Researchers at Case Western Reserve University report they have identified an abnormal interaction between the Parkinson’s-linked protein alpha-synuclein and the enzyme ClpP that disrupts mitochondrial function in experimental models. They also describe an experimental compound, CS2, designed to block that interaction, which they say improved movement and cognitive performance and reduced brain inflammation in lab and mouse studies.
Parkinson’s disease affects about 1 million people in the United States, with nearly 90,000 new diagnoses each year, according to the Parkinson’s Foundation.
Researchers at Case Western Reserve University say they have identified a molecular interaction that could help explain how Parkinson’s disease damages neurons. In a study published in Molecular Neurodegeneration, the team reports that alpha-synuclein—a protein known to accumulate in Parkinson’s disease—can bind abnormally to an enzyme called ClpP.
According to the researchers, ClpP normally helps maintain cellular health, but the abnormal binding interferes with its function and contributes to mitochondrial failure. Mitochondria are the cell’s energy-producing structures, and the study says their impairment can trigger neurodegeneration and brain cell loss. The researchers also reported that this interaction sped up Parkinson’s progression across several experimental models.

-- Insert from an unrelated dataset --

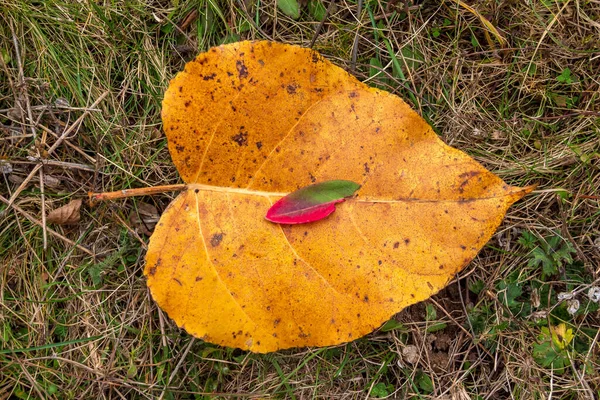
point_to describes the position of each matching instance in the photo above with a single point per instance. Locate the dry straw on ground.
(514, 84)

"We've uncovered a harmful interaction between proteins that damages the brain's cellular powerhouses, called mitochondria," said Xin Qi, the study’s senior author and the Jeanette M. and Joseph S. Silber Professor of Brain Sciences at the Case Western Reserve School of Medicine. "More importantly, we've developed a targeted approach that can block this interaction and restore healthy brain cell function."

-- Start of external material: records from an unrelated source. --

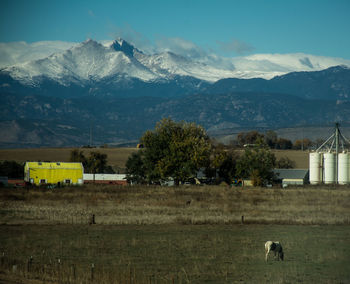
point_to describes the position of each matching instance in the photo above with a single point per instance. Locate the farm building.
(59, 173)
(105, 178)
(291, 176)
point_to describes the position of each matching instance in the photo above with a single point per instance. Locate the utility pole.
(336, 150)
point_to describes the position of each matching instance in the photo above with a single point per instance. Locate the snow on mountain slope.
(93, 61)
(19, 52)
(89, 60)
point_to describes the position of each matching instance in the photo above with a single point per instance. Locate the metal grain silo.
(315, 163)
(329, 160)
(343, 168)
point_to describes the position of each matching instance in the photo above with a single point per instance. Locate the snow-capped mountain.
(91, 61)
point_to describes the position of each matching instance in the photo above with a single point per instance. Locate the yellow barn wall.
(54, 175)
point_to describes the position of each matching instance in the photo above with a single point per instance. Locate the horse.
(276, 247)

To counter the effect, the researchers developed an experimental treatment called CS2, which they describe as a decoy designed to draw alpha-synuclein away from ClpP and prevent damage to the cell’s energy systems.

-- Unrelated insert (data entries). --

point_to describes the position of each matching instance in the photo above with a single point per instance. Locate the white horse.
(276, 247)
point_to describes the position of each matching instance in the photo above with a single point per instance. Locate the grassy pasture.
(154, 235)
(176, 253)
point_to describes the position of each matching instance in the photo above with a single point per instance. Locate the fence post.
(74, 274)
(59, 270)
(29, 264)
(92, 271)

In tests across multiple models—including human brain tissue, patient-derived neurons and mouse models—the team reported that CS2 reduced brain inflammation and was associated with improvements in movement and cognitive performance.
"This represents a fundamentally new approach to treating Parkinson's disease," said Di Hu, a research scientist in the School of Medicine’s Department of Physiology and Biophysics. "Instead of just treating the symptoms, we're targeting one of the root causes of the disease itself."
The team said its next steps include refining CS2 for potential use in people, expanding safety and effectiveness testing, and identifying molecular biomarkers tied to disease progression, with the longer-term goal of moving toward human clinical trials.